I sought answers in Ron Artest. In hindsight, I realize that seeking any meaningful context from this man made about as much sense as opening a can of alphabet soup, eating most of the vowels, throwing the rest against the wall, then trying to piece together the meaning of life with the remaining letters. It just was not going to happen. Watch this, and feel my pain.
In lieu of finding some kind of closure on the situation and moving on, I instead balled up my anger and disappointment and tucked it neatly in the back of my brain, to inevitably strike back in the form of a stroke and/or heart attack. As the years progressed, I watched the major players in the brawl (Stephen Jackson, Jermaine O’Neal, et al) move along to other teams and enjoy some success. I resented them, but not nearly as much as I did Artest. He was the architect of my team’s destruction. He had no regrets, felt no contrition. I opted to pretend like he did not exist, but my brother, in true big-brother fashion, refused to let me forget. He emailed me this link, entitled ‘Ron Artest: Brilliant Tactician’ in 2009. Followed shortly thereafter by another.
And just like that, I was back in.
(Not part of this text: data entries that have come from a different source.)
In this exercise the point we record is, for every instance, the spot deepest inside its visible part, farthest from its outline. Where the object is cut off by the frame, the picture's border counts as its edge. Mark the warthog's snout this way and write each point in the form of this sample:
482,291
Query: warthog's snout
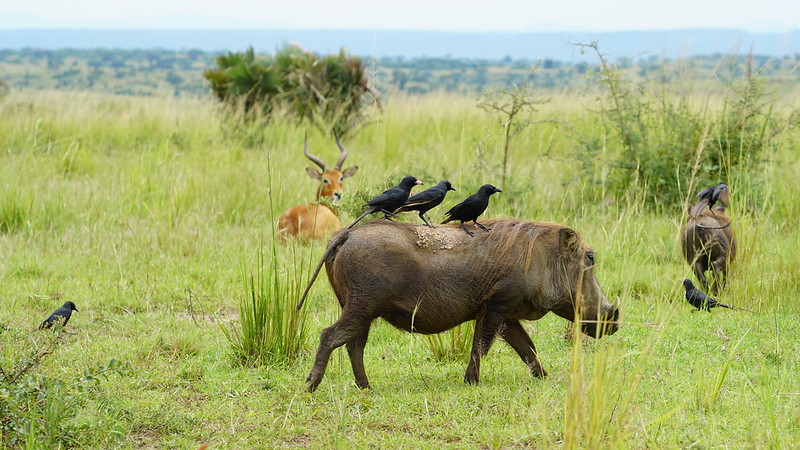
607,323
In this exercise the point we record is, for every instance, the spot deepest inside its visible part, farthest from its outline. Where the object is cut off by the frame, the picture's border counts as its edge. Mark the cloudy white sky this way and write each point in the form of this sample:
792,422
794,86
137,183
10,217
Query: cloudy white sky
775,16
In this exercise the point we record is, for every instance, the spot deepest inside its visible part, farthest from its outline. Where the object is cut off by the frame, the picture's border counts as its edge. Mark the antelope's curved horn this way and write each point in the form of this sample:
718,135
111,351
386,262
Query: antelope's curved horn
316,160
339,163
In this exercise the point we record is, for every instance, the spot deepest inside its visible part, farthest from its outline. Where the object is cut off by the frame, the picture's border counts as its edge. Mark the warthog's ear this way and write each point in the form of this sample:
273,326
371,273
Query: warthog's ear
314,173
349,172
568,240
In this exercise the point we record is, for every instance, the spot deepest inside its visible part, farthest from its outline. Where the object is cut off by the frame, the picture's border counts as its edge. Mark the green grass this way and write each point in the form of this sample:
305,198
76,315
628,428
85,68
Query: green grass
145,211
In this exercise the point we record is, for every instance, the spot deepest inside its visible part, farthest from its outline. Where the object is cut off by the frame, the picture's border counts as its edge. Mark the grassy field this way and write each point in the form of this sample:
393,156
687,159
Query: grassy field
150,213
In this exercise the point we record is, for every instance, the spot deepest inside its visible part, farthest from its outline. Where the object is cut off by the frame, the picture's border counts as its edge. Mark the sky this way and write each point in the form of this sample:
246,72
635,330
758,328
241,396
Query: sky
762,16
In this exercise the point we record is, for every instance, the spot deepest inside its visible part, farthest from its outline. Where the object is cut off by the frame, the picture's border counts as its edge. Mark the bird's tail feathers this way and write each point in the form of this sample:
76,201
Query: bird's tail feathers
733,307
I still strongly disliked Ron Artest, but I was hopelessly intrigued by his enigmatic behavior. Every time I saw his name in print, I had flashbacks of beer cups flying through the air and Jermaine O’Neal sliding thunder punches (watch, if you must). But, I found myself, more often than not, laughing at Artest’s hijinks. Since the brawl, professional athletes, along with the rest of the world, had moved en masse to Twitter and Facebook, whereby they had the ability (and responsibility) to closely foster image and brand to fans and spectators. Artest, perhaps because he had already been so publicly and thoroughly vilified, seemed to exist above the pressures of this increased exposure. He just did (and does) whatever he wanted. The following video is a great example, and was the first video of Artest that I actually enjoyed watching since 2004. Just a warning: you probably should not watch this video at work, around children, or in the presence of anyone whose opinion of you holds value:
Now that you cannot un-hear what you have just heard, let me ask you this: Is there any other person in the public eye who could record THAT song, release it publicly, and NOT get completely obliterated? No, there is not another person. He exists beyond our collective touch. He can literally do ANYTHING, and everyone will just kind of shrug and go “Meh, that’s Ron. Whaddya gonna do?” Inexplicably, in an age where every action and word from a breathing celebrity is consumed and vomited out by critics (including me, it seems), Ron Artest, a gold-mine of content, has a free pass. What does he do with this carte blanche? He races cartoons on ‘Yo Gabba Gabba!’ Also, he has a part in the soon to be released Lifetime movie ‘The Eleventh Victim’. Be sure to read the synopsis.
So, you can see how my feelings toward Artest have shifted from “eternally resentful” to “genuinely confused”.He does not seem to be trying to create an image of a “tough-guy”, perpetuated by his aggressive actions on court (see Alonzo Mourning). He seems to be distancing himself, whenever and wherever possible, from the person he is while playing basketball. He seems like a pretty decent guy, in fact. He becomes a different person as a competitor, something we can all relate to. And, like Artest, many of us have done things in a competitive fervor that we should not have. In the seventh grade, after losing a dodgeball game to a pasty, skinny kid with glasses, I booted the dodgeball down the hall of our middle school and it rolled all the way to the cafeteria. It felt like the right thing to do at the time, and it was many years before I realized just how stupid and pointless a thing it was. I encourage you to drudge up the repressed thoughts of your biggest sports villains and re-evaluate them. It will make you feel better. Or maybe worse. Probably worse.